Ces professionnels se sont transformés, certains devenant OMN, d’autres devenant pilote. Ce fut le début d’une longue série de conversions qui, depuis la fin des années 1980, a aussi touché les OMN dont plus de 600 d’entre eux sont devenus pilotes et commandants de bord. Ils ont, par là, démontré leur capacité d’adaptation.

Au début des années 1980, les mutations technologiques introduites par les constructeurs, imposèrent la réduction des équipages. Ainsi de trois, l’équipage de conduite est alors passé à deux, condamnant la profession d’OMN.

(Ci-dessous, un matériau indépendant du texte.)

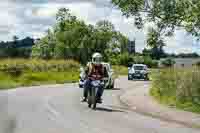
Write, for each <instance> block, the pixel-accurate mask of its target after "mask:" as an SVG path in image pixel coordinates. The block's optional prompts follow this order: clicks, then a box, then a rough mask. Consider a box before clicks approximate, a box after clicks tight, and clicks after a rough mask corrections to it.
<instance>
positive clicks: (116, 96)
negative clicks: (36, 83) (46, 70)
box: [0, 77, 200, 133]
mask: <svg viewBox="0 0 200 133" xmlns="http://www.w3.org/2000/svg"><path fill="white" fill-rule="evenodd" d="M132 82H134V83H131V86H130V81H127V79H126V78H125V77H122V78H120V79H119V80H118V81H117V83H116V85H117V86H116V87H117V89H115V90H106V91H105V93H104V94H105V95H104V97H103V101H104V103H103V104H102V105H97V106H98V108H97V110H96V111H93V110H91V109H89V108H88V107H87V104H86V103H81V102H80V97H81V95H82V90H81V89H79V88H78V86H77V85H76V84H66V85H53V86H40V87H30V88H18V89H16V90H9V91H2V92H0V133H122V132H123V133H178V132H180V133H199V132H200V130H198V129H191V128H186V127H184V126H182V125H178V124H175V123H170V122H165V121H161V120H159V119H154V118H152V117H148V116H143V115H141V114H138V113H135V112H132V111H131V110H129V109H128V108H127V107H126V106H124V105H121V104H120V102H119V99H118V96H119V95H121V94H122V93H123V92H124V91H126V90H124V89H123V88H128V87H131V88H132V89H134V88H136V87H137V86H148V85H149V83H148V82H144V81H132ZM133 85H134V86H133ZM124 86H126V87H124ZM144 89H145V87H144ZM141 104H142V103H141Z"/></svg>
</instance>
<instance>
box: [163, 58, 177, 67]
mask: <svg viewBox="0 0 200 133" xmlns="http://www.w3.org/2000/svg"><path fill="white" fill-rule="evenodd" d="M175 63H176V62H175V61H174V60H173V59H172V58H167V59H165V60H163V61H161V64H162V65H163V66H164V67H172V66H173V65H174V64H175Z"/></svg>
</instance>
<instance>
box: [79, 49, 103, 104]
mask: <svg viewBox="0 0 200 133" xmlns="http://www.w3.org/2000/svg"><path fill="white" fill-rule="evenodd" d="M85 74H86V81H85V84H84V92H83V96H84V98H83V100H82V102H86V101H87V96H88V90H89V89H90V88H91V86H92V85H91V82H92V81H93V80H103V78H104V66H103V64H102V55H101V54H100V53H94V54H93V55H92V62H89V63H88V64H87V67H86V70H85ZM103 91H104V86H99V88H98V91H97V102H98V103H102V99H101V97H102V95H103Z"/></svg>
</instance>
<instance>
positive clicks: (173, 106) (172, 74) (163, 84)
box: [150, 69, 200, 114]
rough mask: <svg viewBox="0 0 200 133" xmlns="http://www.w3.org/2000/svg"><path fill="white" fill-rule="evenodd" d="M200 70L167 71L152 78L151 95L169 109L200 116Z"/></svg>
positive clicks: (195, 69)
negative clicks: (199, 87)
mask: <svg viewBox="0 0 200 133" xmlns="http://www.w3.org/2000/svg"><path fill="white" fill-rule="evenodd" d="M199 75H200V71H199V69H187V70H186V69H182V70H180V69H179V70H178V69H165V70H161V71H160V72H158V73H154V74H153V76H152V79H153V83H152V88H151V90H150V95H151V96H153V97H154V99H155V100H156V101H158V102H159V103H161V104H164V105H167V106H168V107H173V108H178V109H181V110H184V111H189V112H195V113H199V114H200V102H199V100H200V97H199V93H200V88H199V87H200V86H199V83H200V80H199Z"/></svg>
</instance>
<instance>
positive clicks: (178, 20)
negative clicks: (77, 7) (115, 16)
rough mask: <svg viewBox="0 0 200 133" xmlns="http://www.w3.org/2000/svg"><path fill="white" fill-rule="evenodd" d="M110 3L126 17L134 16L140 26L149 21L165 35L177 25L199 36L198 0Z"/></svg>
mask: <svg viewBox="0 0 200 133" xmlns="http://www.w3.org/2000/svg"><path fill="white" fill-rule="evenodd" d="M112 3H113V4H115V5H117V6H118V7H119V8H120V9H121V11H122V13H123V15H125V16H126V17H132V16H134V18H135V24H136V26H138V27H140V28H141V27H142V25H143V24H145V23H149V22H150V23H153V24H154V26H155V27H157V28H158V29H159V30H160V31H162V34H164V35H167V36H169V35H173V33H174V30H175V28H176V27H179V28H184V29H185V30H186V31H187V32H189V33H191V34H192V35H194V36H197V37H200V12H199V9H200V1H199V0H126V1H125V0H112Z"/></svg>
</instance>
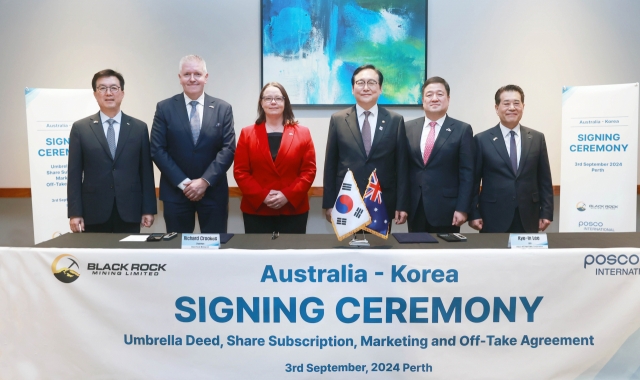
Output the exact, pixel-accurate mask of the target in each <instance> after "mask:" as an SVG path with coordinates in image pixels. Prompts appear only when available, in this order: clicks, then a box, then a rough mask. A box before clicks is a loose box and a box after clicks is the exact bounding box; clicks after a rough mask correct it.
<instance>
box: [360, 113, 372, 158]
mask: <svg viewBox="0 0 640 380" xmlns="http://www.w3.org/2000/svg"><path fill="white" fill-rule="evenodd" d="M369 115H371V111H364V123H362V142H363V143H364V151H365V152H367V157H368V156H369V152H370V151H371V125H369Z"/></svg>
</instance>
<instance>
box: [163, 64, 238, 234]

Leur encadrement et leurs représentants syndicaux anticipèrent alors, une fin annoncée de la profession afin d’assurer une transition harmonieuse pour tous. Ils relevèrent le défi d’une ultime adaptation. Ils renforcèrent encore le champ des connaissances de l’OMN qui reçut alors la formation nécessaire pour un passage ultérieur dans la fonction de pilote de ligne. L’Ingénieur Navigant de l’Aviation Civile (INAC ou IN), ainsi conçu, vit le jour fin 1982. Dans l’exercice de la fonction de mécanicien navigant, l’IN a les mêmes prérogatives que l’OMN.

La disparition de plusieurs compagnies employant des OMN telles que Air Liberté, AOM, puis Air Lib, l’arrêt des vols commerciaux du Concorde le 31 mai 2003, l’arrêt progressif des B.747/200 et 300, dont le dernier sortira de la flotte début 2009, sonnent, pour Air France, la fin des avions PEQ3 et, par conséquent, du métier d’OMN.

Ainsi, après des années et des milliers d’heures de vol sur toutes les lignes de la Compagnie, le B.747 Classique « PAX » a tiré sa révérence durant l’été 2006 pour laisser sa place, sur ses dernières escales Antillaises, au B.777-300, plus moderne et beaucoup moins vorace en kérosène. Son exploitation deviendra alors, exclusivement cargo.

Dans le souci de préserver le même niveau de sécurité des vols jusqu’au dernier atterrissage du dernier avion de la flotte avec un OMN, la Compagnie et les organisations professionnelles ont signé, depuis l’arrivée des avions pilotés à deux, des accords successifs assurant un traitement digne, à la hauteur de ce merveilleux métier.

Air France, Air Inter et UTA ont fait voler pendant des décennies des avions PEQ3. Comme le CDB et l’OPL, l’OMN restera un des maillons indissociables de l’équipage de conduite à trois et ce, jusqu’au dernier vol d’un avion « classique » à Air France.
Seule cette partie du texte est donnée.